Joseph Conrad (1857-1924)
The narrator in this technique does not involve himself in the events, but keeps himself at a distance so as to observe all the accounts of the characters and delivers it to us. The two narrators go on describing the events one after another, interweaving all the incidents. In frame narrative, one narrator makes frame by introducing and explaining the events at the beginning, then handing over the narrative to another narrator and at last again resuming the narrative himself. The first narrator remains apart, but still he is with the crew members and is one of them.
In Heart of Darkness the first narrator remains anonymous and according to some critics, the anonymous narrator is the author himself. So, in that sense, Conrad is the first narrator and he narrates in such a way that sometime his identities merge with the second narrator, Marlow. The first narrator's introduction gives entry to the central issues that Marlow is going to deal with in the rest of his narrative: the gloomy role of the city as a center of civilization, the nature of imperialism, an individual's ability to explore one's mind and reach to the core of the subconscious. The author has excellently used poetic language to give the clearest view of physical setting and the effects of outer setting to the inner landscape of Africa.

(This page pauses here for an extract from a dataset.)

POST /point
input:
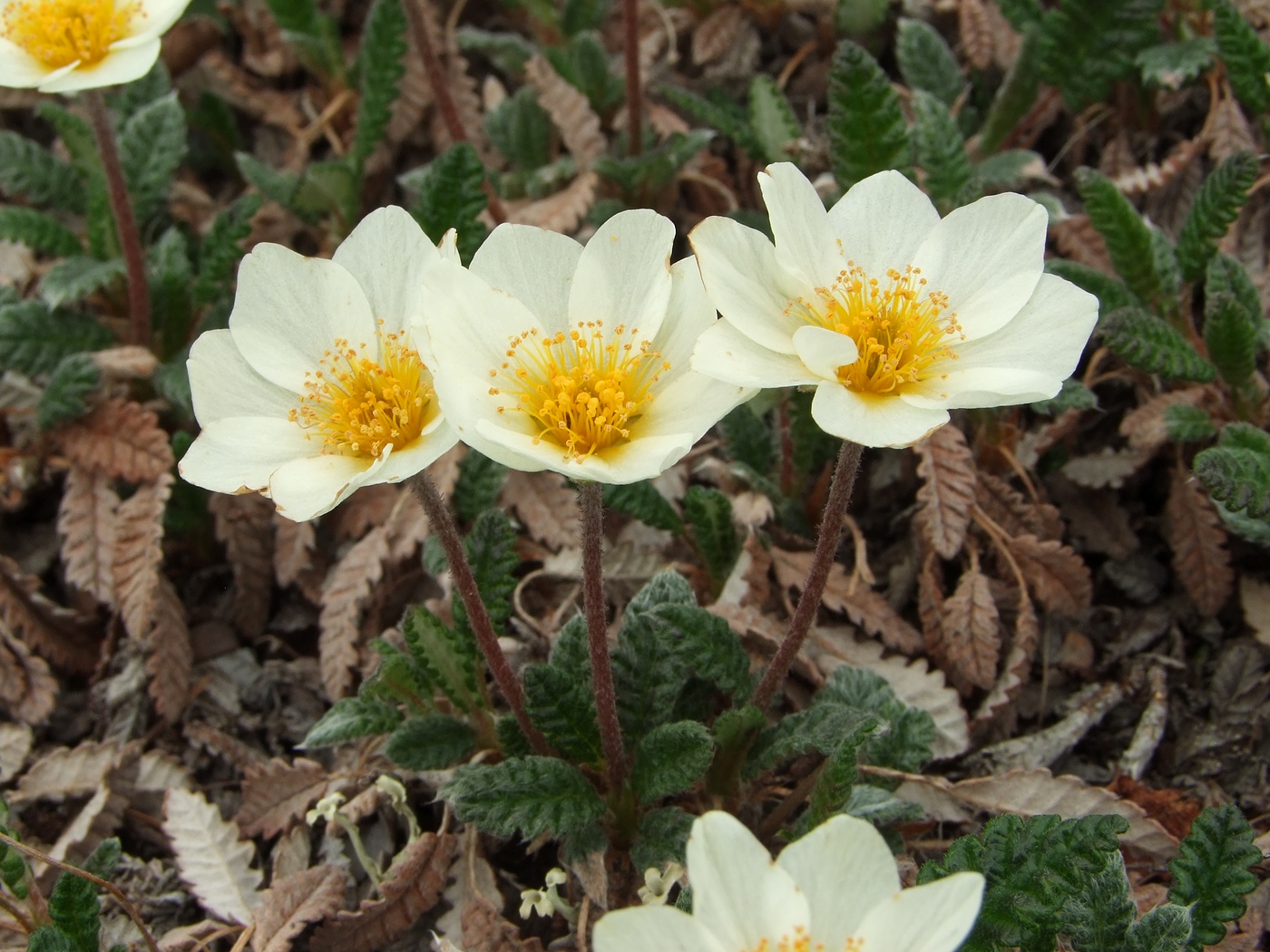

The whole narrative is divided into three chapters and it is interesting that the each shift from one chapter to another ends in the crucial moment in Marlow’s approach to Kurtz. At the first break, Marlow just hears about Kurtz and becomes eager to see him thinking that he might be an idealist. From this point, the narrative is carried further by Marlow. At the second shift, he becomes too curious about Kurtz just before discovering about his real truth. This, each pause and shift have significant value in the narrative demanding listener’s attention and their reaction upon the incident. From here, the rest of the responsibility of the narrative is taken by the first anonymous narrator.
According to Edward Said in his book titled Joseph Conrad and the Fiction of Autobiography, 1966, p viii, Conrad has used ‘retrospective method’ to convey what he could not mediate upon at the time of the experience. In the course of the narrative, Marlow moves back and forth to introduce past in order to understand the present and the interrelationship of past and present.